Harmful to both China and U.S.
This will harm both economies, with producers and consumers paying the price for Trump’s poor negotiation tactics. Firms and households in the U.S. will suffer. Pork and wine producers are already set to face new duties and taxes put in place by the Chinese government. Going forward, soybean producers will face a sudden barrier to doing business in their major market if China implements its threatened tariffs. This will hit Trump’s voter base hard if the tariffs are implemented.
Both consumers and producers in China will also face rising costs as a result of the tariffs. Chinese producers of industrial robots, spacecraft, and semiconductors will suddenly have to deal with higher costs and lower profits. Consumers will be confronted with much higher prices of soybeans and automobiles, and will find themselves unable or unwilling to ‘buy American.’ In both countries, consumers are likely to turn to less expensive products, including goods from other nations, while producers may begin the search for less costly markets in other countries.
In the short term, the back-and-forth between the two trading nations has acted as a negative shock to markets. The Dow fell 500 points at the open on April 4 in response to China’s announced retaliation. Soybean prices fell over 5 percent as traders considered the ramifications of Chinese tariffs on the commodity. Dissatisfaction among various sectors has been expressed by several organizations. Farm groups, along with the U.S. Chamber of Commerce and the National Association of Manufacturers, have come out in opposition to Trump’s tariffs.
Room for negotiation?
Both sides have instituted a waiting period before the $50 billion tariffs take effect, with the hope that negotiation may prevent either administration from having to implement them. One has to ask, however, if there really is room for negotiation here? So far, talks between U.S. Treasury Secretary Steven Mnuchin and Chinese Vice Premier Liu He have fallen short of reaching an agreement. For its part, China denies that its firms have forced American companies doing business overseas to hand over their technology secrets. On the other side, some advisors in the Trump administration appear unfazed by the trade war. Commerce Secretary Wilbur Ross stated that China's tariffs "amount to about three-tenths of a percent of our GDP. So, it's hardly a life-threatening activity.”

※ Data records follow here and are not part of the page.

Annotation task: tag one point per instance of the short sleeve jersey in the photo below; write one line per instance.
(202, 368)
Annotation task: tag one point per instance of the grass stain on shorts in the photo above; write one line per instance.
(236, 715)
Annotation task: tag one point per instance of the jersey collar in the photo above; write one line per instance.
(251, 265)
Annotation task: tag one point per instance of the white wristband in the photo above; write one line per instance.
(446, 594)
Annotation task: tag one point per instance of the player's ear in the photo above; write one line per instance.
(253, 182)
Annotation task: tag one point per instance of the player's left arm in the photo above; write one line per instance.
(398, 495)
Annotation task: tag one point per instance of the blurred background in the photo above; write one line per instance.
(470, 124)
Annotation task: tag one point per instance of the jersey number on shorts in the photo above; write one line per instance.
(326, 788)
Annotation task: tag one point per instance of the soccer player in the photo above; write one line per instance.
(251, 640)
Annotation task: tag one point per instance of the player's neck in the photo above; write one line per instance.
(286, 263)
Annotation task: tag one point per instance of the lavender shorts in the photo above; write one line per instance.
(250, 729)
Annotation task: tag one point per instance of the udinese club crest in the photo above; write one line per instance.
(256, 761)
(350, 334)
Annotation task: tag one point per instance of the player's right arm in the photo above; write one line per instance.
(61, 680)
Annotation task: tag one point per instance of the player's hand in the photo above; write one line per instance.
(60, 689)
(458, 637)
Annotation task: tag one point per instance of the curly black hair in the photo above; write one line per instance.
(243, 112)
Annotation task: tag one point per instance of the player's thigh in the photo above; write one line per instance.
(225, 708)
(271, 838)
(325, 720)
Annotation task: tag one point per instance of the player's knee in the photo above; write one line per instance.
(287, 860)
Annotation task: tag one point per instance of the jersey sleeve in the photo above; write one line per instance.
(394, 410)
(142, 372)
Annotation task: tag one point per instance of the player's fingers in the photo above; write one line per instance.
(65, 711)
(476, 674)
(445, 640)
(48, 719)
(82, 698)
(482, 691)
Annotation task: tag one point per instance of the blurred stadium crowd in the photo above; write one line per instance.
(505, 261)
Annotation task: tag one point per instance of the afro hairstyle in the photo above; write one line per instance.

This high-level view, however, prevents many in the Trump administration from comprehending the harm the tariffs will do on the ground. For instance, I doubt that American soybean farmers would take Ross’ perspective, as the 0.3 percent of GDP he mentions hits them square in the balance sheet. Even though individuals like Treasury Secretary Mnuchin have been in favor of negotiation, the administration as a whole has taken an aggressive stance. The overall perspective on the intellectual property investigation and the resulting tariffs is that the U.S. has been pressing China for years to stop its firms from forcing their American partners to hand over their technology, with no real change. Therefore, according to Trump’s advisors, a hard line must be taken to end this practice.
The announced tariffs represent a hard line, indeed. Few analysts truly expected a full-blown trade war; several months ago, this seemed like only a very remote possibility. Even though the large-scale tariffs have not yet taken effect, their unveiling has created a posture of brinksmanship between the world’s most powerful economies. This is a dangerous game that previous administrations have refrained from playing, not out of weakness, but out of wisdom. One can only hope that the Trump administration will take the high road and negotiate with China before the tariffs come into force. Unfortunately, due to the unpredictable nature of the Trump administration, this cannot be assured.